How kuler.ai generates DESIGN.md files
Every palette on kuler.ai now includes a one-click DESIGN.md export. Open any palette, click the Export panel, and download a spec-compliant file that includes:
- Full YAML front matter with all color tokens mapped to semantic roles (primary, secondary, tertiary, surface, on-surface)
- Typography tokens using Inter with a complete size/weight scale
- Spacing and corner radius scales on an 8px grid
- Component definitions for buttons, cards, and inputs with token references
- All eight Markdown sections with palette-specific design guidance
The mapping is intentional. kuler.ai palettes use six roles — primary, secondary, accent, background, surface, text — which map cleanly to the DESIGN.md token names. The accent becomes tertiary. The background becomes surface. Text becomes on-surface. The generator also derives on-primary (white or dark text) based on contrast ratio analysis.
DESIGN.md vs. other export formats
kuler.ai still exports to every tool-specific format — .cursorrules, .windsurfrules, Bolt, Lovable, v0, Claude, Copilot. These aren't going away. Some teams prefer the targeted format, and some tools have features that benefit from their native format.

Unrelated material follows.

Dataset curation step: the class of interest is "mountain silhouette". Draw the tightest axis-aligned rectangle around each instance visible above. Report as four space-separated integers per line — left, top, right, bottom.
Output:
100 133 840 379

But if you're starting fresh, or if you use multiple AI tools, DESIGN.md is the format to reach for. One file, universal compatibility, richer design context. It's the export we recommend for most projects.
Getting started
The workflow is straightforward:
- Browse the kuler.ai gallery and find a palette that matches your project's visual identity
- Open the palette detail page and click the Export panel
- Click DESIGN.md — it's the first option in the list
- Drop the downloaded file in your project root
- Every AI coding tool that reads project files now has your complete design system
That's it. No configuration. No build step. No tooling. A single Markdown file that turns every AI agent into a design-aware collaborator.
The best design system is the one your tools actually read. DESIGN.md makes that automatic.